Scooting down to the warrior’s feet, Titus pulled up the bottom of his blanket legging, then dragged down the top of the man’s winter moccasin, exposing the taut strap of tendon at the back of the ankle. Grabbing the Sioux’s foot with his left hand, he braced it and himself as he brought his skinning knife down, raking it brutally across the back of the tendon, severing it completely as the warrior grunted with a muffled cry.

“Man what can’t walk,” Bass declared, rising, wiping the knife off across his own legging, “that man can’t never be a warrior no more.”

31

Times was hard. Goods come at a king’s ransom and peltries was low. But never would there be a shortage of Injuns!

’Cept up north where some said the Blackfoot was no more. Even so … it didn’t take both of Bass’s eyes to see that the Sioux and Shians could turn into devils their own selves and drag hell right out of its shuck.

That long, cold night Flea rode with his mother. Times when a boy gets scared good, seemed what he needed most was the arms of a woman wrapped around him. Magpie held her own, stayed quiet atop her own pony as they hurried to mount up again, putting out on the trail down Vermillion Creek for the trading post. She’d make some man a fine wife one day, he thought as they urged their horses into a gentle lope that night beneath the cold stars.

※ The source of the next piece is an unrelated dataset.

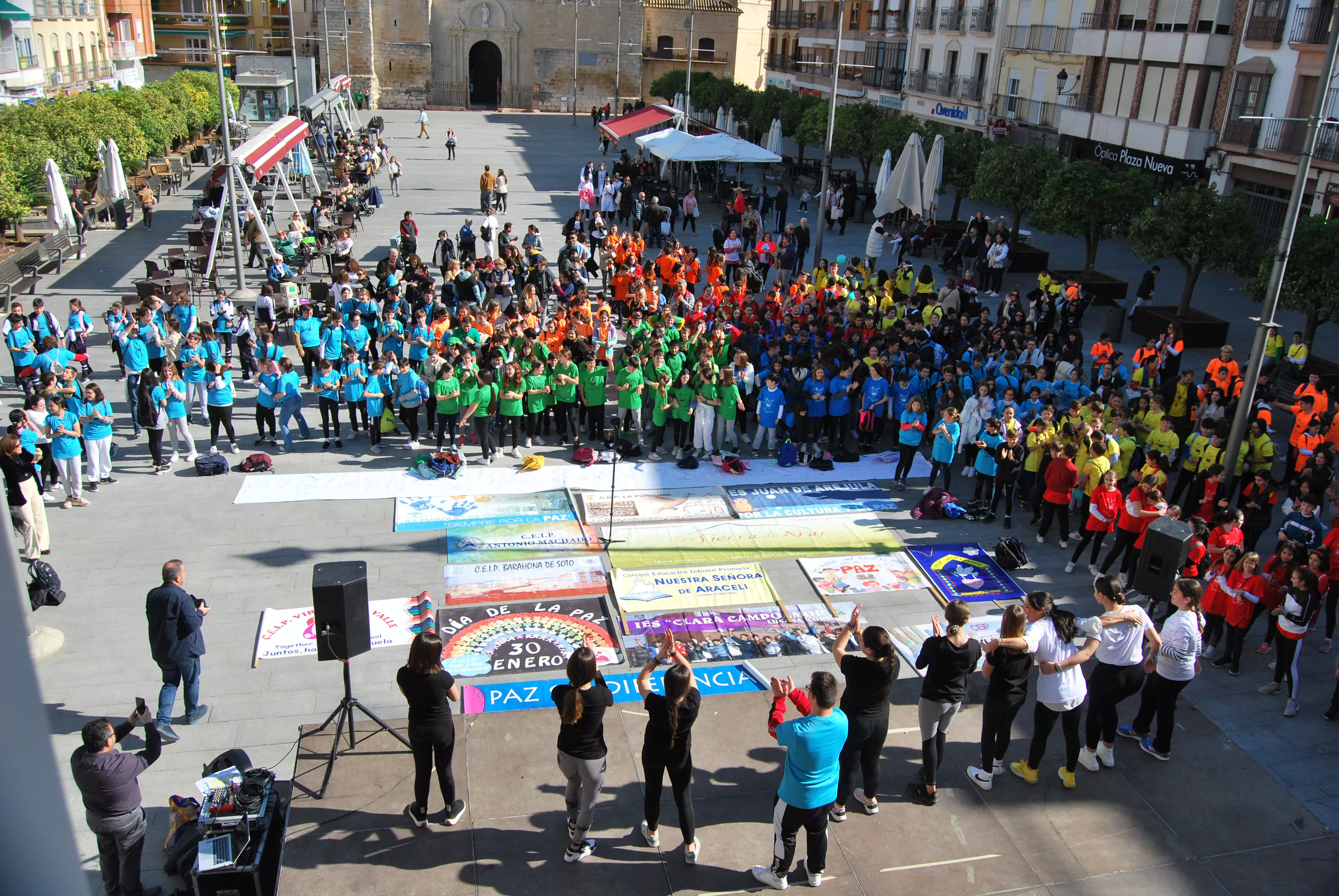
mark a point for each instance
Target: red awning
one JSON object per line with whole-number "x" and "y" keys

Already she was a female who did her level best to understand what needed doing … and did it without a complaint.

That long night he thanked the sky more than once that Magpie had a lot of her mamma in her.

From where Sweete rode at the back of the pack, grunting down his pain, the big man kept an eye peeled so that no one would slip up on them out of the dark. Then, just before dawn, they loped into the narrow, high-rimmed valley of the Green through this only portal along the Vermillion, and spotted that crude stockade standing beside the river less than a mile off. Shad kicked his horse into a full gallop, racing to catch Bass at the head of the pack.

“Trouble?” Scratch asked, his eyes flicking to the big man, then watching the gray horizon bobbing behind Sweete’s shoulders.

“I just been listening hard all night,” he announced as he pulled back on the reins to ease his big horse down into a lope alongside Bass. “Think we been follered all the way.”

“The two of ’em?”

“Yep,” Shad replied. “I figger they dogged our trail hoping to find a place to jump us again when we dropped our guard.”

“No figgering to it now,” Titus explained. “Lookee there.”

Twisting in the saddle, Sweete turned to look behind them at that place along the skyline where Bass was pointing. Two shadowy horsemen reined up atop the bluff as the trappers and their party continued into the valley.

“Thunder’s balls—they was there all night, Scratch.”

Nodding, Titus said, “Only reason they pulled off was they see’d the fort, see’d all the stock out grazing.”

“And they don’t reckon to pick a fight when the odds is so bad against ’em.”

“Trouble is,” Scratch growled, “if them bastards didn’t know this here fort was here, they know now.”

Across the meadow that surrounded the post on three sides, most of the horses and mules busily grazing in that dawn’s light lifted their heads at the clatter of hooves, then began to drift away from the path of the oncoming strangers streaming toward them at a lope. Inside the stockade ahead a voice called out, followed by the bleat of a goat.

Bass hadn’t heard that sound … since Taos that winter of thirty-four. Better than five years ago. There were traders up and down the South Platte, two posts here west of the mountains, so just how was Josiah faring now? Had he made a go of it with those trade goods down in the Mexican settlements?

The narrow gate at the east side of the stockade was shoved open, and a lone figure stepped out guardedly, a rifle in hand as Bass and Sweete slowed their outfit.